Fans reacted to Moncada's every move with the same frenzied energy in which they have embraced the rebuild. Actually, they went a step beyond as shown in his first at-bat with Matt Davidson on first and nobody out in the second.
Every moment of the nine pitch at-bat were cheered by the fans in attendance as if it was a playoff contest as opposed to game No. 92 for a 38-54 squad. Moncada drew a walk from Kenta Maeda, laying off several close offerings.

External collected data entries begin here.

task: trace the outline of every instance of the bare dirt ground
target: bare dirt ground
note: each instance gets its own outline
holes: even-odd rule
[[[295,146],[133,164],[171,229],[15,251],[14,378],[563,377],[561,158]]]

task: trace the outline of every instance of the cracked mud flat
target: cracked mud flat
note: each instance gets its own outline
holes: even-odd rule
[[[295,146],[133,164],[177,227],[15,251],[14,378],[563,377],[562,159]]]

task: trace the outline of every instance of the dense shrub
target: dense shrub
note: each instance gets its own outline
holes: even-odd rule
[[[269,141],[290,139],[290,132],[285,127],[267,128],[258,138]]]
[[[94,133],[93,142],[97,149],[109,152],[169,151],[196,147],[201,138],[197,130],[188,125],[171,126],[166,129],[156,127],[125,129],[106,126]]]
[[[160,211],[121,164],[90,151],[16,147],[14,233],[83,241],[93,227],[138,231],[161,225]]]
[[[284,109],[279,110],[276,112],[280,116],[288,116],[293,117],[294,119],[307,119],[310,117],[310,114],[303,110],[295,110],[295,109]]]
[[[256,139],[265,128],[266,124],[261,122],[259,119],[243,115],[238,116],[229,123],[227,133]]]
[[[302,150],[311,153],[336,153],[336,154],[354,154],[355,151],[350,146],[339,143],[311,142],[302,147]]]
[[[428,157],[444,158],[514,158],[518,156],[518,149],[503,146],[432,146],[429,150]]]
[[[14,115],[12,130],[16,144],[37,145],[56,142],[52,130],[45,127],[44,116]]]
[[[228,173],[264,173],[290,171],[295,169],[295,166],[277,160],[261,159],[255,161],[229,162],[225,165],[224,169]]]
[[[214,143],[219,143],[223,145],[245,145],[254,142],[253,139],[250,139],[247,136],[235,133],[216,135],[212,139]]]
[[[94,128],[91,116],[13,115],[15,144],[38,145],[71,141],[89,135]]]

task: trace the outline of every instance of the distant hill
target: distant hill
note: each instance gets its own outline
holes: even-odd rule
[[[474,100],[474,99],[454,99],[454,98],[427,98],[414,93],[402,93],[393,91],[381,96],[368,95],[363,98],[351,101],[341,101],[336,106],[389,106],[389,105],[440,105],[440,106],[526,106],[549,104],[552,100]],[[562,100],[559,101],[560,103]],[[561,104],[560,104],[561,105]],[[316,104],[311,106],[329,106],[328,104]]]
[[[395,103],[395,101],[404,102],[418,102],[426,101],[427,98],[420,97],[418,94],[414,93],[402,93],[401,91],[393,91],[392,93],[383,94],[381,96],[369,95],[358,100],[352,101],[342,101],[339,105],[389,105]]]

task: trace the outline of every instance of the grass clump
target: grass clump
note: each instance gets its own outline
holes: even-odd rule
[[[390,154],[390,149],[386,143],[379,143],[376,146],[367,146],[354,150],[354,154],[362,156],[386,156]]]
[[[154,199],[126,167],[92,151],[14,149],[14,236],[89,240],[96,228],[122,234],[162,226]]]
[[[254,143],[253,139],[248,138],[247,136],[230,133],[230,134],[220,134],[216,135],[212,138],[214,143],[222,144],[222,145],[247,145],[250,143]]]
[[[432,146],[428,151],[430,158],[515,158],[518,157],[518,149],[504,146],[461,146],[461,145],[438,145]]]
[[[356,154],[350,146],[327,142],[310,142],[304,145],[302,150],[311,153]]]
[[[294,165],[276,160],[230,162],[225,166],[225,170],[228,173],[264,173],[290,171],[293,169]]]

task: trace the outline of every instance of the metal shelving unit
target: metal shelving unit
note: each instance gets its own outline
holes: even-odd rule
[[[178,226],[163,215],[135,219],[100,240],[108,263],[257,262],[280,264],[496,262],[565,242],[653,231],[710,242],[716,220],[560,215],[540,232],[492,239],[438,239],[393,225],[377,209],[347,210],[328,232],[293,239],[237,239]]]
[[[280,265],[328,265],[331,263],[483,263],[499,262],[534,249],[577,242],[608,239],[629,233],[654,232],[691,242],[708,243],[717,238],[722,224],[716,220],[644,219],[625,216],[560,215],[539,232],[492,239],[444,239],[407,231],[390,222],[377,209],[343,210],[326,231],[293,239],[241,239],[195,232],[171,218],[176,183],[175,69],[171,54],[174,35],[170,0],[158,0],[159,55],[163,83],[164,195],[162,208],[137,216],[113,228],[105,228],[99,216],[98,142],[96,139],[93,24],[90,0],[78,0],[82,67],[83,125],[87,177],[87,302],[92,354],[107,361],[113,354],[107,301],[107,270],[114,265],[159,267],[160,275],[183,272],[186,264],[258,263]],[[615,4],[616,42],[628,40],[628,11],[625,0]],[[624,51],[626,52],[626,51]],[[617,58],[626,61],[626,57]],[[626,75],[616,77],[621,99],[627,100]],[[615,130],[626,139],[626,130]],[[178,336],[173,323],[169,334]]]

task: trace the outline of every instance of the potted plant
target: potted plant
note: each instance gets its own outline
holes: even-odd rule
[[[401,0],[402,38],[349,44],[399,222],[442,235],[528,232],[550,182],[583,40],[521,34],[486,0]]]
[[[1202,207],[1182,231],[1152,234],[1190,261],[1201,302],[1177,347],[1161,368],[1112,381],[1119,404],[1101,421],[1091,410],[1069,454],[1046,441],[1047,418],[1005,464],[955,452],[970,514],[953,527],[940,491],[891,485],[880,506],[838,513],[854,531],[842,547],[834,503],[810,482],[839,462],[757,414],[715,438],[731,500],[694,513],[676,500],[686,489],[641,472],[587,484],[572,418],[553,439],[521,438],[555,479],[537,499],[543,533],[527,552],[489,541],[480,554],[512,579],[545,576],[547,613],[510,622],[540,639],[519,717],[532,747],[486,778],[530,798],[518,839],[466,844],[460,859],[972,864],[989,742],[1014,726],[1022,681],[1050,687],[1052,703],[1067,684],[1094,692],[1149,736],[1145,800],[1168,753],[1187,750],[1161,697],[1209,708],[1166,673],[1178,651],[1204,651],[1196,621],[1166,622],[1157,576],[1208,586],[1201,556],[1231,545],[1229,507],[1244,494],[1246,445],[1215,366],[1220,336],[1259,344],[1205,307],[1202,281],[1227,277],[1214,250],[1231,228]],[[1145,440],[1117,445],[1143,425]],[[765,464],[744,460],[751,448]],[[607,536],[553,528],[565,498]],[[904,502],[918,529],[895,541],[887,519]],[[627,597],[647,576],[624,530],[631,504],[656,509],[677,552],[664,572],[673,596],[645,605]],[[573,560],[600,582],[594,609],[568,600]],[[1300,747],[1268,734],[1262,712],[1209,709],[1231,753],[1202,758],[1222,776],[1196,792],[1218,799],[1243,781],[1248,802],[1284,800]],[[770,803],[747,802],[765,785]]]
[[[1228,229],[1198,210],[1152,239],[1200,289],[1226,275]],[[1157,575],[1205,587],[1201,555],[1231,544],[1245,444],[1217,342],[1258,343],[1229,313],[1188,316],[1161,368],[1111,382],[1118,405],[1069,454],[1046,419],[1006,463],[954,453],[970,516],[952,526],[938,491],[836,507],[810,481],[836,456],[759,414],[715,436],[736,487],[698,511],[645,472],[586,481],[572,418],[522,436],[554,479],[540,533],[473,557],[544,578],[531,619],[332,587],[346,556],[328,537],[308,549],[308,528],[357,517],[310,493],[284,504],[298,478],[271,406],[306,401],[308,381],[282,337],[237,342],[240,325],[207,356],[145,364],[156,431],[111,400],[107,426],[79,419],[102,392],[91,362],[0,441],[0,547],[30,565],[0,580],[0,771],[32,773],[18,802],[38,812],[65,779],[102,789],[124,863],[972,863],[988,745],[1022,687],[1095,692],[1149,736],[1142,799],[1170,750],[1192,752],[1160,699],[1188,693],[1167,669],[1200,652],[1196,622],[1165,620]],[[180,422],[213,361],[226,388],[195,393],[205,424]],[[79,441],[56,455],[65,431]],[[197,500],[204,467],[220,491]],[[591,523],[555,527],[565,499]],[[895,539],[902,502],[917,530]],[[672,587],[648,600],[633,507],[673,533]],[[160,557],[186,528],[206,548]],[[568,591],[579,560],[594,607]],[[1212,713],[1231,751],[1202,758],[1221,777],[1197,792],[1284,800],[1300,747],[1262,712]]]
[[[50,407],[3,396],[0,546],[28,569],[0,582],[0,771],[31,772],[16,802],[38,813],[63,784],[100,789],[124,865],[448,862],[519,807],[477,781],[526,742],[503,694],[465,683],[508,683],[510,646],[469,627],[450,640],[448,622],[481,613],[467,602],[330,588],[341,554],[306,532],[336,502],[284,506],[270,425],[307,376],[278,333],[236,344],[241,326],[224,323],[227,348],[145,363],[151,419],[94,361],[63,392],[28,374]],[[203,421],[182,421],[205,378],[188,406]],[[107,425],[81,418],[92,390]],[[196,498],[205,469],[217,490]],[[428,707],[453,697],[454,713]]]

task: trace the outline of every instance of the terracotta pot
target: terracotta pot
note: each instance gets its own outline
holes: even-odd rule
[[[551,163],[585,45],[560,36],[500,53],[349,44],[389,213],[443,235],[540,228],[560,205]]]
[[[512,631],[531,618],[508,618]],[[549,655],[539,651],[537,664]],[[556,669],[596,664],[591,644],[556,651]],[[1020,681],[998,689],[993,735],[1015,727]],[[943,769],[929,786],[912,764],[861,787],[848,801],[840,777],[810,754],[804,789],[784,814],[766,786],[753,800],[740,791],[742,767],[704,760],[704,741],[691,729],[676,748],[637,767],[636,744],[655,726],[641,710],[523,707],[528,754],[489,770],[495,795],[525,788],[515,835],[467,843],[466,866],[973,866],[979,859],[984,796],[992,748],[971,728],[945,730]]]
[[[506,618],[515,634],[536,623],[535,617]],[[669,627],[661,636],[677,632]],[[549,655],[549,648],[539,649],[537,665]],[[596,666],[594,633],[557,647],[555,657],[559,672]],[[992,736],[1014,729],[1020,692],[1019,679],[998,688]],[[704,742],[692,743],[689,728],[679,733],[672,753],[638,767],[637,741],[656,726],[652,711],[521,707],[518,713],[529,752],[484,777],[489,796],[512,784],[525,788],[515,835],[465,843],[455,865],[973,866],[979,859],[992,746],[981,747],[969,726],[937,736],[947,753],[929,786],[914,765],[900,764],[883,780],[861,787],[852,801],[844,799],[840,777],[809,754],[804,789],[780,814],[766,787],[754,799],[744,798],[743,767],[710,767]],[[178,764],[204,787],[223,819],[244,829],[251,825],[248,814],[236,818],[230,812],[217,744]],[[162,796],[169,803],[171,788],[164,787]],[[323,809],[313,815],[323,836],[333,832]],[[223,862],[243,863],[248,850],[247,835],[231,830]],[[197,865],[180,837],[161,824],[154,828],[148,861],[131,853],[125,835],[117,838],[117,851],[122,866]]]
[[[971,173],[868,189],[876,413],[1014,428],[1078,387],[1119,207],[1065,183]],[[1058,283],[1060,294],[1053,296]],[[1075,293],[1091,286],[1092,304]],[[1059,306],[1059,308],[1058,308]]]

"I felt good," said Moncada through interpreter Billy Russo. "I didn't get any hits but I hit the ball hard and I executed my plan. I was excited with the way the fans treated me and how they were cheering me. I was really happy in that at-bat and excited because all that atmosphere and the excitement in the ballpark."
In his second at-bat in the fourth, Moncada grounded out to first baseman Clay Bellinger. He just missed extra bases down the right-field line with a foul ball on a 2-2 fastball. He lined out to center off of Ross Stripling with Jose Abreu on second to end the sixth, although he saw 18 pitches over the three plate appearances.
"He's a great player, he has all the tools," Davidson said. "We saw him at Spring Training and I'm excited to have him in the lineup, and we're looking forward to it. I'm sure he's been waiting for this for a while and he'll be good for us."
"That's fun. It was cool," White Sox starting and losing pitcher Carlos Rodon said. "It got very loud when he came up to the plate, as we expected. That was fun to watch."
Over 80 games for Triple-A Charlotte, the 22-year-old Moncada hit .282 with 12 home runs, 36 RBIs, a .377 OBP and 17 stolen bases. He also improved defensively, earning plaudits from scouts and the organization alike for his ability to turn the double play, which he did in the sixth inning Wednesday.
Becoming the team's starting second baseman and focusing on that one position should help Moncada improve from his .211 showing over eight games with Boston last September.
There were close to 5,000 in walk-up ticket sales, and not just to see a Dodgers team with a 31-4 mark over its last 35 games. A new era was beginning, an era where general manager Rick Hahn hopes this level of excitement comes along with victories on a daily basis.
"Yeah I feel relieved after that game," Moncada said. "After the first one, it's going to be good."
"It's the beginning of what hopefully will be a transition from a lot of the youth we've been accumulating in the system," Renteria said. "The reality is he's also a young player who is going to have his ups and downs and hopefully we can allow him the opportunity to find out who he is. When we can, help, and when we can't, get out of his way."